Körperlichkeit rückt Ende des 19. Jahrhunderts stärker in den Blickpunkt. Dies zeige sich laut dem Sportsoziologen Volker Rittner in einer „Ästhetisierung der körperlichen Erscheinung“. Bekleidung, Kosmetik, Fitness, diszipliniertes Essverhalten, aber auch drastischere Eingriffe in die Natur des Körpers wie die ästhetisch-plastische Chirurgie stellen nur wenige Möglichkeiten dar, seinen Körper zu gestalten. Es entstand eine neue Leitfigur: der „homo aestheticus“, woraus sich ein regelrechter Kult entwickelte. Deutlich wird dies unter anderem durch ein gesteigertes Interesse an sportlichen Aktivitäten.
Aber was verursachte diesen aufsteigenden Kult um die ästhetische Erscheinung? Eine Ursache sei ein Umdenken hinsichtlich der Gestaltungsmöglichkeiten des eigenen Körpers. Es entwickeln sich völlig neue Freiheitsgrade in Bezug auf die körperliche Gestaltung. Der menschliche Körper kann vielfältig und individuell geformt werden und gilt fortan nicht mehr als Schicksal der Natur. Vielmehr ist es die eigene Verantwortung und die Individualität jedes Einzelnen, die verantwortet, wie der Körper durch Form, Farbe und Funktion gestaltet wird. Somit ist der Körper zum Produkt und Symbol von Leistung, Selbstdisziplin, Kreativität und Modernität geworden. Dies ermöglicht eine soziale Unterscheidung anhand der körperlichen Erscheinung.

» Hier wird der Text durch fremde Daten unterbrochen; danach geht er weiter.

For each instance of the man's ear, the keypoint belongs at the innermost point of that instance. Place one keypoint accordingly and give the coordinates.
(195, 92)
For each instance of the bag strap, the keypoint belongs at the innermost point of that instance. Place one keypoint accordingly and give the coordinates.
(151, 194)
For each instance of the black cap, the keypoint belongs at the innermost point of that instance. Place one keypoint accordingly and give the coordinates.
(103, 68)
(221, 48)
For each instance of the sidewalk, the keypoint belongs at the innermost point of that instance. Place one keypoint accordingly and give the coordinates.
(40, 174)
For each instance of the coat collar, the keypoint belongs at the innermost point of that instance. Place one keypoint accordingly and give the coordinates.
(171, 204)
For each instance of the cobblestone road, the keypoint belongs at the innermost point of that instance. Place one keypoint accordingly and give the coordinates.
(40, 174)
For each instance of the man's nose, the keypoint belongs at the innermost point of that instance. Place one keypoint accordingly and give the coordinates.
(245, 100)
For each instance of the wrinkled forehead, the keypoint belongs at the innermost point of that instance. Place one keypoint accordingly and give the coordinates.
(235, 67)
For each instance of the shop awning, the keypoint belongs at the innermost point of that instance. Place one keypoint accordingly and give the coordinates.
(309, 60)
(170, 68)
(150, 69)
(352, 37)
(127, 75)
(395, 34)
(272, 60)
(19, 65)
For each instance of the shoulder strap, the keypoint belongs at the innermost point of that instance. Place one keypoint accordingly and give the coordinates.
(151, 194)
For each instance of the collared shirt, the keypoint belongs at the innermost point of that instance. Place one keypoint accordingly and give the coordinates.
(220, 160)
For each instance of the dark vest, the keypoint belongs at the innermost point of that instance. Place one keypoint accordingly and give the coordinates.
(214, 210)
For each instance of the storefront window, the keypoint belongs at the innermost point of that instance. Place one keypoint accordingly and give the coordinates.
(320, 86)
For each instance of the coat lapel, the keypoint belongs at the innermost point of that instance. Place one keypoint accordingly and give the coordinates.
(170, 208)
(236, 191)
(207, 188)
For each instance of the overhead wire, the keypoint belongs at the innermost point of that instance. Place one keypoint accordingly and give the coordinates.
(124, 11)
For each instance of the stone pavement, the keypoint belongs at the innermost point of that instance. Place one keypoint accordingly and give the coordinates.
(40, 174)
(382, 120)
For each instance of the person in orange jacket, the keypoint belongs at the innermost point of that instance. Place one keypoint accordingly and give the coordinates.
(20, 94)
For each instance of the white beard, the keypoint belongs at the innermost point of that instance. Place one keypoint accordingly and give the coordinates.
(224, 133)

Betrachtet man die historische und die gegenwärtige Körperlichkeit, so lässt sich der Prozess des Wandels aus unterschiedlichen Perspektiven erklären. Unter anderem spielen die „Distanzierung“ und „Disziplinierung“, aber auch die „Inszenierung“ und die „Thematisierung“ des Köpers eine wichtige Rolle. Alle vier Begrifflichkeiten umrahmen den Prozess des Verschwindens und der Wiederkehr des Körpers, wobei sich die Auffassung des Körpers als Produkt sowie als Produzent von Kultur herauskristallisiert. Wenn es in der damaligen Zeit die Kleidung ist, wodurch der Mensch seinen Körper formt und modelliert, so steht in der heutigen Zeit der menschliche Körper selbst als Gestaltungsobjekt im Mittelpunkt.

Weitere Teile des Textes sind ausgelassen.